Она сообщила ему новости по дороге, обращаясь к ветровому стеклу и пересыпая речь медицинскими терминами, которых нахваталась от докторов за последние годы. Когда она замолчала, Алек внезапно почувствовал себя ребенком, который в каком-то диком страшном сне оказался за рулем отцовской машины. Как им вписаться в следующий поворот? Как остановиться? Потеряв голову, он пытался найти нужные слова (ведь может же быть, что ситуация не так безнадежна?), но когда пришел момент их высказать, когда от него потребовалась всего лишь искренность сродни той, что демонстрируется в американских мыльных операх по пять вечеров в неделю, он не смог выдавить из себя ни звука. И хотя он уже представил, как притормаживает у обочины, чтобы обнять ее, выставляя напоказ свою боль, он не сделал этого из страха, что любые его слова или жесты окажутся до вульгарности неуместными. Еще, возможно, из страха перед тем, что могло бы случиться, сумей он выразить свои чувства.
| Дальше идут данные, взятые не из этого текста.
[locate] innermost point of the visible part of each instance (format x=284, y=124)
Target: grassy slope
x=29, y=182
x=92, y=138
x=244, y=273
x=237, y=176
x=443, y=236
В «Бруклендзе» она вежливо поблагодарила его за то, что подвез. Дождь перестал, тучи рассеялись, и вечер оказался неожиданно тихим и лазорево-ясным. Он вошел в дом, чтобы приготовить чай (на следующий день он обнаружил, что чашки так и остались нетронутыми), потом понаблюдал за Алисой из окна на втором этаже – как она ходит по саду, от клумбы к клумбе, и с екнувшим сердцем усмотрел в этом обряд прощания.

К восьми она легла в постель. Он сел за кухонный стол и написал Ларри жесткое, натянутое, яростное, жалостливое письмо («Помнишь нас? Свою семью?»), которое тут же порвал, спрятал клочки в стаканчик из-под йогурта, а стаканчик засунул поглубже в мусорное ведро. Позже он поговорил с Ларри по телефону и, поняв по голосу, что тот потрясен, почувствовал, что гнев испарился, сменился желанием всецело поручить себя заботам брата, положиться на него. Они проговорили почти полчаса, когда Ларри сказал с такой нежностью, что Алек не отважился ответить: «Я приеду, братишка. Продержишься?»


Опустив страницы на колени, Алек закрыл глаза, снял очки и потер переносицу. Он уже долго работал при неверном свете одинокой лампы, и от напряжения у него разболелась голова. Когда он открыл глаза, его взгляд упал на остатки кирпичной стены, сплошь увитые кремовыми и розовыми розами, – когда-то эта стена полностью отделяла террасу от сада, но при жизни отца ее разобрали, оставив только небольшой участок для цветов. Это были розы Алисы, и, взглянув на них, он увидел ее – образ, видение, уже начавшее тускнеть: быстрыми, точными движениями она обрывала увядшие бутоны. Насекомые прятались во влажной сердцевине цветов и, возможно, разрушали их. Иногда они заползали под манжеты ее блузки, и она вытряхивала их оттуда, не то чтобы с безразличием, но и без лишней брезгливости. Она была не из тех женщин, которые визжат при виде паука или мыши. Не раз он видел, как она усмиряла внезапно выскочивших из-за поворота огромных псов. А история о том, как она дала отпор пьянчуге, который размахивал перед ней разбитой бутылкой на многоэтажной автостоянке в Бате, давно стала их любимым семейным преданием. Как же еще было вести себя дочери героя Арнема, который – вылитый Ларри в версии сороковых годов – гордо взирал из серебряной рамки, стоящей вместе с фотографиями других предков на ореховом серванте в столовой.

До сих пор мужество ей не изменяло. С самого начала она говорила о том, что «надо жить с этим», что означало вести себя достойно и не впадать в истерику. Но кому по силам сопротивляться болезни, которая, казалось, обладает собственным коварным разумом? Которая ненавидит жизнь, но с упоением ею питается? Однажды наступит день или ночь, такая ночь, как сейчас, и она не сможет больше «жить с этим», и кому-то другому придется держать удар. Что тогда? Он посмотрел на рукопись. «Удары молотков, стук металла о камень, звук торжествующий, но в то же время насмешливый».